Trying to capture the spirit of the thing: M. Emmett Walsh (1935-2024)
The great character actor died earlier this week:
Harrison Ford walks through Union Station, doubling as police headquarters, as the camera comes to meet him, disappearing behind a dusty, trash covered roof, and then finding him at the open door to a man’s office. Ford’s been picked up on some important errand, the kind that interrupted his lunch in the teeming Chinatown eatery he frequents. A man like this isn’t easily intimidated but he knows something’s up or he wouldn’t have broken his lunch date with himself to see to it. Just who does he owe such tormented allegiance? Who’s waiting for him at the end of this cab ride? He’s pressed into a shirt that’s been washed both too much and too little, his mustache seems uneven in the heavy shadows, and his eyes are sunk into his face so differently your brain conjures Picasso’s hand at a canvas. They light up in the dark, musty office. His expression changes every time the camera returns to him. He smiles like an infant when he sees Ford, the bright open features parting his five-o-clock shadow like the Red Sea. Ford shoots him a dirty look, which prompts this: “Don’t be an asshole, Deckard. I’ve got four skin jobs walking the streets.” Suddenly his face is closed, steely and round, an unmarked can of survivalist rations. This man is eating the scene alive and Ford along with him, his voice nagging and echoing like a screen door with a rusty hinge. “I need your magic,” he says. And, like that, “Blade Runner” has properly begun. There is no magic like a performance by M. Emmett Walsh.
[…]
James Caan wanders up to a bar in Karel Reisz’s “The Gambler” and finds a nervous man with thinning hair, big glasses, and a constant shake. The two have money on the same game and watch the result on TV together. Walsh’s gambler is a man unafraid of projecting his desperate, friendless, losing energy into the world. Caan wants to believe himself better than this poor dope, that he’s got his life figured out, but all he’s done is learn how to mask it. The cover up the tics that Walsh so eagerly displays. Would life be so much worse if he were like this man? And yet he can’t ever force himself to be. Would you want to be this man, waiting perpetually in the shimmering purgatory of a Vegas bar to remind people where they are on their arc? To quote a later Walsh character, “My friend, I see you’re gonna force me to deal with you.”

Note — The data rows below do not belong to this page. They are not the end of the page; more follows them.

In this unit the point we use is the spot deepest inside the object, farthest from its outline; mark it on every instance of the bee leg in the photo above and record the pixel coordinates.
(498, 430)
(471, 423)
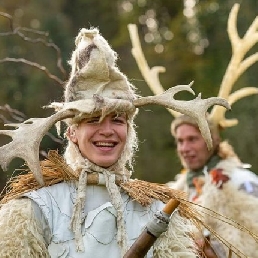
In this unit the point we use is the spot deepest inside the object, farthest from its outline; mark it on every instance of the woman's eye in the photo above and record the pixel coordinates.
(119, 120)
(92, 120)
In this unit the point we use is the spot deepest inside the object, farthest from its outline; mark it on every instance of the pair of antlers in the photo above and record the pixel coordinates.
(26, 136)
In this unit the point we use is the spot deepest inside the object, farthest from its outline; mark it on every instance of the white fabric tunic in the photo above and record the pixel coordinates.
(99, 228)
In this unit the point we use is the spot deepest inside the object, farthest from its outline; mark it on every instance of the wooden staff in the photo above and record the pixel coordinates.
(147, 238)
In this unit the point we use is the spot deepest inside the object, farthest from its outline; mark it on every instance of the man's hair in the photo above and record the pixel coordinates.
(223, 149)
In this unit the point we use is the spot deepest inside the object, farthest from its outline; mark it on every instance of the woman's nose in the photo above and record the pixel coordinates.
(183, 146)
(106, 127)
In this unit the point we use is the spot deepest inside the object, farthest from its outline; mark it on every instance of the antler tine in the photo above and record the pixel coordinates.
(151, 76)
(195, 108)
(237, 65)
(26, 140)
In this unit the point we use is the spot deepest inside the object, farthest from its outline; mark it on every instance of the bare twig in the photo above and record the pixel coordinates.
(47, 42)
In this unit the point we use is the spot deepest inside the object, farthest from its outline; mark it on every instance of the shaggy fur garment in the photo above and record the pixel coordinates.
(20, 234)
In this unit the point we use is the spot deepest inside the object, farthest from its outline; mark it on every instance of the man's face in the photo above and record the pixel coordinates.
(191, 147)
(101, 142)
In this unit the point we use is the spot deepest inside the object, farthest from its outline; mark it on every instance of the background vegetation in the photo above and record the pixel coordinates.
(189, 38)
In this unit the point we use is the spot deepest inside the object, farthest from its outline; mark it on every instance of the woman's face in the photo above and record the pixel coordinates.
(101, 142)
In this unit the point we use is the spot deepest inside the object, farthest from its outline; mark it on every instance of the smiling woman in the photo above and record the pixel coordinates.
(102, 142)
(85, 204)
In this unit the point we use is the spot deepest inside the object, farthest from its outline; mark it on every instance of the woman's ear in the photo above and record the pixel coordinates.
(71, 135)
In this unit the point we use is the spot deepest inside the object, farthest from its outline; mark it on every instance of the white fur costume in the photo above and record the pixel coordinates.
(235, 200)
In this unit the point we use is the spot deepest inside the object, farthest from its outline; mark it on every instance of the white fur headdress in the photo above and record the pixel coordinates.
(95, 85)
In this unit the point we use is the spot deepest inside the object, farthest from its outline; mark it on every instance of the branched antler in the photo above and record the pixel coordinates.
(19, 31)
(151, 76)
(195, 108)
(237, 66)
(26, 141)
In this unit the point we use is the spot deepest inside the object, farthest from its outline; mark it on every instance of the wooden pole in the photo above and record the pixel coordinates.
(144, 242)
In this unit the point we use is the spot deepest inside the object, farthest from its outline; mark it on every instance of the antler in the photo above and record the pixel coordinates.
(26, 141)
(237, 66)
(149, 75)
(195, 108)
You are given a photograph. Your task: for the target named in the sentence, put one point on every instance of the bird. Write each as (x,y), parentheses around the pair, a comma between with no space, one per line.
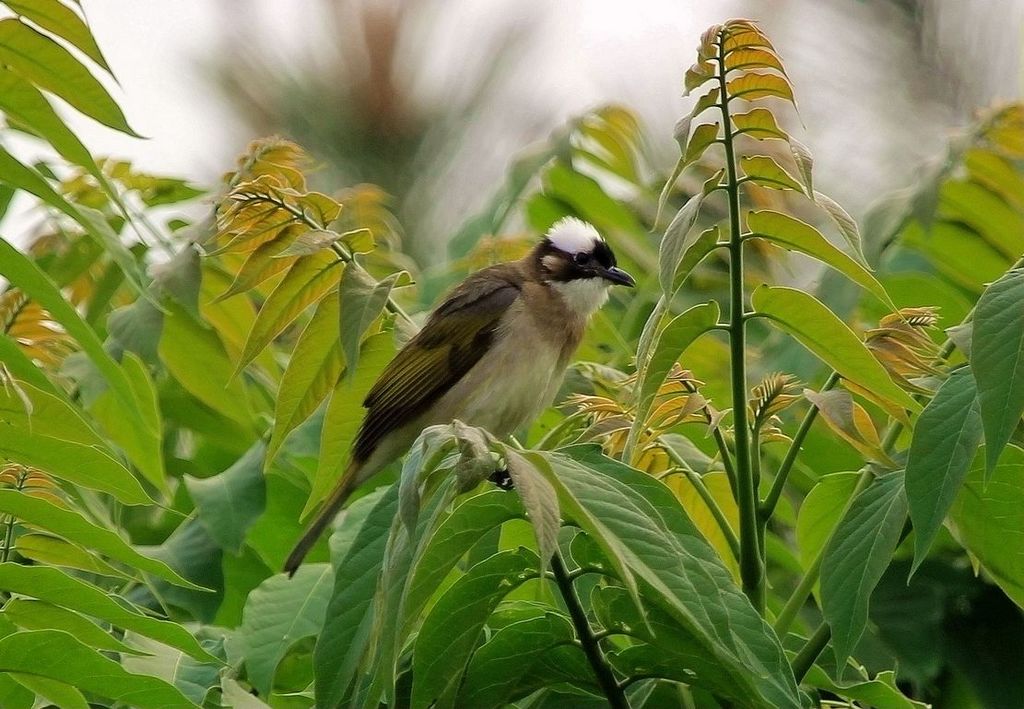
(492,355)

Minor parts in major films piled up; Peter Bogdanovich’s “At Long Last Love” and “Nickelodeon,” Hal Ashby’s “Bound for Glory,” Sidney Lumet’s Serpico, George Roy Hill’s “Slap Shot,” Elaine May’s “Mikey and Nicky,” and Peter Hyams’ “Capricorn One” is a hit rate of which any actor would have been proud. He wasn’t becoming a star, but that was much the better, stars have to prove. He could just have fun, and no one ever seemed like they were having more fun.

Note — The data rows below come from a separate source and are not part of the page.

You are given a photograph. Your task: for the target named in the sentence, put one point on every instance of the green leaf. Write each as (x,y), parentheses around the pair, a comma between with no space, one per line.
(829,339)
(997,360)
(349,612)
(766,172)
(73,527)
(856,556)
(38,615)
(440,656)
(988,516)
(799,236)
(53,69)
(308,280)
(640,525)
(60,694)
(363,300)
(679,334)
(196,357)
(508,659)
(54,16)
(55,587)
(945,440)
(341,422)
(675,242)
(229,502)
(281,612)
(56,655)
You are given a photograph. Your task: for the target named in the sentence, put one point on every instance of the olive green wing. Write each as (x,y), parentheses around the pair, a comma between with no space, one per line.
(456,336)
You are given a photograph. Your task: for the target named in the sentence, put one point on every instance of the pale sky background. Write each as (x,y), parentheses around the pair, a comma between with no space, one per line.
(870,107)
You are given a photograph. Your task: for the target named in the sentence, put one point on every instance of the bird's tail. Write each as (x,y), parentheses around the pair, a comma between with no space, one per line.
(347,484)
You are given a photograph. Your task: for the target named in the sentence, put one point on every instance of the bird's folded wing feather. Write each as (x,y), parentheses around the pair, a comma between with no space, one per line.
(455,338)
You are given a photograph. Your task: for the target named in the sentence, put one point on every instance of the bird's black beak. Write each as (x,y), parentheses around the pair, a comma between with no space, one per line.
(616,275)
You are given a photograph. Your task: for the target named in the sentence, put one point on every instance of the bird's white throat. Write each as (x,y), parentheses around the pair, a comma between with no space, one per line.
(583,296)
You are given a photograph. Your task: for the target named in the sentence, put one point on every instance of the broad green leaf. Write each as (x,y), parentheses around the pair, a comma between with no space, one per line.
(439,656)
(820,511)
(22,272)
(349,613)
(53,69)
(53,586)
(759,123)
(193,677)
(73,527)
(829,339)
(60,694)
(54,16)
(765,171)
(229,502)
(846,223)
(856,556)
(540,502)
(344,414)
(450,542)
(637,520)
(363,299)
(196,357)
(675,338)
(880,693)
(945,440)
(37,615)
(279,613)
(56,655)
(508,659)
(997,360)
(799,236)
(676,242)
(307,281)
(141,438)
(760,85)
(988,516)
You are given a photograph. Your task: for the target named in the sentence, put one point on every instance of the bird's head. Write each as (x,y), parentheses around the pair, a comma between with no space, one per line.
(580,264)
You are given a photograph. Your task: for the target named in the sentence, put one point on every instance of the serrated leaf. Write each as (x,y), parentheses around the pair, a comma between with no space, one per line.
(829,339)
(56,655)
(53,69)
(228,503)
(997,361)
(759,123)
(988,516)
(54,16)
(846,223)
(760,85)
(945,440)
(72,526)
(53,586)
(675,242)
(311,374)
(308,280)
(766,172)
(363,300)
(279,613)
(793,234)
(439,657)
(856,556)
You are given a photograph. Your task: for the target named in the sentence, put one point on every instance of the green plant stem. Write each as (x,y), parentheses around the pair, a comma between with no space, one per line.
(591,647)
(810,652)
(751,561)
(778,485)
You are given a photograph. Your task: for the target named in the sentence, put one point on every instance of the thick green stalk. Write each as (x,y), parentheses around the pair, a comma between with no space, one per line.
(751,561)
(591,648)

So many great parts. I assume most of you will associate him primarily with Blade Runner or Blood Simple — for good reason! — but for me above all he will always be Dickie Dunn, and if Dickie Dunn wrote it it’s got to be true:
RIP, the great actor M. Emmet Walsh who passed away at 88 this week. So many fine performances, but one of my personal favorites is his sports writer Dickie Dunn in the all-time classic SLAP SHOT (1977) where he shared several scenes with Paul Newman. https://t.co/R6NI5xrBZr pic.twitter.com/JG2DZOxAte— Ben Flanagan (@ThisBenFlanagan) March 20, 2024
I think the record will show that there are still plenty of shysters in Florida. R.I.P.